Liberland soon had its own flag, constitution, national anthem and motto — “to live and let live.” There are plans to use bitcoin, an electronic currency, for trade. Unfortunately, Liberland continues to lack diplomatic recognition from any nation. Croatian authorities in particular have taken a dim view of the project, detaining Jedlicka and others as they tried to enter the country. On Facebook, the Croatian Foreign Ministry publicly dismissed Liberland as a joke.
Most self-proclaimed states probably fit into that category. In 2005, British journalist Danny Wallace proclaimed his own country in his London apartment and named it “Lovely.” And not long before Liberland was proclaimed, a man from Virginia claimed an 800-square-mile patch along the border between Egypt and Sudan and declared it the Kingdom of North Sudan (he later told The Washington Post that he did it to impress his kids).
But Liberland seems different — and people are taking it seriously. The country's official website allows people to sign up to be citizens, only restricting those with a “communist, Nazi or extremist past.” Hundreds of thousands of people have signed up, including about 12,165 Americans, according to Jedlicka. “I think it is a natural development as we are actively revoking the spirit of American revolution,” he reasoned.

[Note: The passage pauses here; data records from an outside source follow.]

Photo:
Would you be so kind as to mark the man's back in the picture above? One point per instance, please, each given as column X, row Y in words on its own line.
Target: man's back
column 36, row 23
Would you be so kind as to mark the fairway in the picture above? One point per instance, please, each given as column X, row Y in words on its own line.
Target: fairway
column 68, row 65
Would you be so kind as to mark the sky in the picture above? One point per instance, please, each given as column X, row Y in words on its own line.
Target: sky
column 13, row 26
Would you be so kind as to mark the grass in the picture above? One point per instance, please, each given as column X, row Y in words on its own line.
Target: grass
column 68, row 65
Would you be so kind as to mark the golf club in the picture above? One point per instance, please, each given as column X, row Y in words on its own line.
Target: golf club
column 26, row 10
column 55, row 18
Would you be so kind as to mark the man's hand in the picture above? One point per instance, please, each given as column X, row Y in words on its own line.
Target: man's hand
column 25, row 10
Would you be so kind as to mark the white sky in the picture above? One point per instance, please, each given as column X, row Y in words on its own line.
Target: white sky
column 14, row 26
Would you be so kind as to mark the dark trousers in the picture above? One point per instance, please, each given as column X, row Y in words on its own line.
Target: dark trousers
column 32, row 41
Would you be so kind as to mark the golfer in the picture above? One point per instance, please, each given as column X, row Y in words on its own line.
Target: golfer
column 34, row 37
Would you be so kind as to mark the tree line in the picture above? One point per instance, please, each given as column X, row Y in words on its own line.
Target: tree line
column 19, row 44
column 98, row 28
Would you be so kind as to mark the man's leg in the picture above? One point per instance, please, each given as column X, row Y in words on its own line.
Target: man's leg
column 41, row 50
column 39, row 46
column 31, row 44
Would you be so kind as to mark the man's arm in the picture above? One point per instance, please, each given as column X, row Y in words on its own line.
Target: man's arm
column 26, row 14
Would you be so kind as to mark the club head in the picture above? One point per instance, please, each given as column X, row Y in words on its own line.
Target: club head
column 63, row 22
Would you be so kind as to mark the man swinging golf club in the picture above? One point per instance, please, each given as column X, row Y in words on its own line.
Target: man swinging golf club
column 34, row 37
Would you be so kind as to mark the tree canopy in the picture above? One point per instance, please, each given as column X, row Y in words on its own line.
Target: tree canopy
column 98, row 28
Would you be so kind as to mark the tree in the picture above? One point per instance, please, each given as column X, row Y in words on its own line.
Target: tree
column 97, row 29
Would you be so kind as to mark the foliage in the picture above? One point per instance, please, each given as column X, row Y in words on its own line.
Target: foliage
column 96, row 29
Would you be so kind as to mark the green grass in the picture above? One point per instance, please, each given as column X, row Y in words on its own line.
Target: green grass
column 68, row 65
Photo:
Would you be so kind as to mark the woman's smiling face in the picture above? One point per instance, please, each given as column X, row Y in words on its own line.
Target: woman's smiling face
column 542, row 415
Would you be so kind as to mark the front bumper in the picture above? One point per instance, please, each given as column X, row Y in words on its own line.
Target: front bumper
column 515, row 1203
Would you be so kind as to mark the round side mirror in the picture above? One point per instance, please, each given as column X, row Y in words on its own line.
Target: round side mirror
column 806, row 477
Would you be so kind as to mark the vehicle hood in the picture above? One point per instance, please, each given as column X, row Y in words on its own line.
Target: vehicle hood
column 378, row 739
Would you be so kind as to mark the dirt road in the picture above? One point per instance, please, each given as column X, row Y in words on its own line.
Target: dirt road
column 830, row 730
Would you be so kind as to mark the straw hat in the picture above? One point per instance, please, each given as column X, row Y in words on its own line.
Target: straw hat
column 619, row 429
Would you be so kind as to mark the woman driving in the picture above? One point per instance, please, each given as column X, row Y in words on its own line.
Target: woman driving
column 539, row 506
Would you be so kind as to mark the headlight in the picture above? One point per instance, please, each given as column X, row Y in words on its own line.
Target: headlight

In 2016 — the year Trump was elected amid a global wave of populist anger — the appeal of Liberland perhaps makes a bit more sense. Jedlicka has formed ties with other anti-establishment European political movements: Liberland's German representative, Christian Jacken, is a member of the far-right Alternative for Germany party (AfD). Meanwhile, a number of legal decisions in Croatia have gone in Liberland's favor, emboldening Jedlicka.
Jedlicka says U.S. relations are at the top of Liberland's agenda. He has appointed Thomas Walls, an American, as Liberland's foreign minister. Jedlicka was planning to fly to Miami on Saturday for meetings to improve U.S.-Liberland relations.
There's hope that Trump may be more receptive to Jedlicka's vision. On Friday, the president-elect showed himself willing to break diplomatic norms with a phone call with Taiwan's president, a clear shift from the decades-long U.S. “one China” policy. Jedlicka also said he welcomed reports that Trump may nominate Czech-born Ivana Trump, his ex-wife, as ambassador to the Czech Republic, Liberland's diplomatic base.
However, when asked who in Trump's orbit had ties to Liberland, Walls said it would be “premature” to reveal the links at this time. “We can say we have a strong supporter of Liberland who is a close adviser to one of Trump's already announced cabinet picks and somewhat famous in his own right,” Walls said. “Another member of the Liberland team has just published one of Trump's books in Europe.”
Trump's transition team did not respond to requests for comment.